Kindly mention the step wise approach for the applicability of HMM for the classification of a disease. Lets suppose the dataset is having 200 patients and 150 healthy people.
Ok, if I understand your data, it is something like
attr1, attr2, ... attrN, disease
... , .... , ... , ...
Unless you are more interested in HMMs than the classification itself, I do not recommend the use of HMM in this case.
First, to achieve a minimum precision, your model will have a huge state space; second, your precision will not be as good as some data mining algorithms, e.g., Random Forests.
I suggest you to explore some classification algorithms. You can use Weka, it is user friendly and they have a good documentation.
http://www.cs.waikato.ac.nz/ml/weka/
...
However If you need a stochastic model, try use something more robust, like SANs.
You can directly generate models using this tool: ( http://joaquim.pro.br/Software_acad.htm#SANGE )

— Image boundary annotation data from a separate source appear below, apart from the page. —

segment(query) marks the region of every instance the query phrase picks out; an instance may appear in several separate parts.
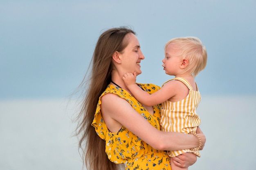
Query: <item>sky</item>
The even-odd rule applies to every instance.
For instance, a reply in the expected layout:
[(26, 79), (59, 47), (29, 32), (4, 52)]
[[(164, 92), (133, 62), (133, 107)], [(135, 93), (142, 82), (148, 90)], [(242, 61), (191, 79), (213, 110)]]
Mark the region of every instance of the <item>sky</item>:
[(8, 0), (0, 2), (0, 100), (65, 98), (79, 86), (97, 39), (129, 26), (145, 59), (137, 82), (161, 86), (164, 44), (199, 38), (208, 53), (202, 95), (255, 96), (256, 1)]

The main paper, about the tool, is here ( http://joaquim.pro.br/pdf/SANGE.pdf )
Do not hesitate to ask me any questions in this concern.
First, I recommend to try to classify the patients based on only one attribute in order to determine which attribute are the most relevant. Then, pick up a subset of the attribute that better specify the presence of the disease.

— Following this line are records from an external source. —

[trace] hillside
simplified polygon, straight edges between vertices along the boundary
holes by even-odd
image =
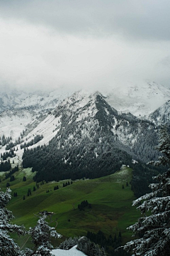
[[[52,137],[49,143],[45,130]],[[132,158],[145,163],[157,158],[157,131],[149,122],[118,114],[99,92],[76,92],[32,131],[43,139],[26,146],[23,166],[37,171],[38,181],[97,178],[112,174],[123,161],[130,164]],[[24,139],[33,139],[28,135]]]
[[[54,212],[48,220],[64,236],[63,239],[86,235],[87,231],[97,233],[99,230],[106,236],[113,237],[121,231],[123,242],[130,238],[126,228],[135,221],[137,213],[131,206],[135,197],[130,186],[132,178],[130,168],[123,166],[114,174],[94,180],[73,181],[64,187],[63,183],[68,180],[36,184],[33,181],[33,175],[30,170],[23,169],[14,174],[15,180],[10,182],[13,193],[17,193],[18,196],[12,198],[8,208],[13,213],[16,224],[24,224],[26,228],[33,226],[37,220],[36,215],[40,211],[47,210]],[[26,176],[26,181],[23,181],[23,176]],[[8,181],[9,178],[1,182],[3,190]],[[56,186],[59,189],[54,190]],[[28,188],[32,193],[29,196]],[[91,208],[87,207],[79,210],[78,205],[84,200],[91,203]],[[17,239],[20,245],[26,240],[27,238]],[[30,245],[29,242],[26,245]]]

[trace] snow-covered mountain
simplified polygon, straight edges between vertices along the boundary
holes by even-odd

I don't a Markov method will be very useful unless you specify what you use Markov for? What are the cirrelation you'd like to model here? I would rather think about a multimodal classification problem. For this purpose, please refer to Thierry Desnoeux works on the subject.
Hello. I share the view of many of the respondents. I am not sure that HMM is the right framework for classification since your system is not really "dynamical", i.e. you do not really need to model time dependence and therefore don't need a Markov model. On the other hand, the EM framework of the HMM can be used to learn a mixture model of your data that can supply classification probabilities. Or you can try any one of a number of other established classification methods, like artificial neural networks, SVM, decision trees/random forests, etc. Given your quite small data set (200 patients), you might want to try to extract the essential features and minimise the dimensionality of the learning problem. You also need to be careful about the weight assigned to each patient class as it seems you have 3 times as many healthy patients as unhealthy ones.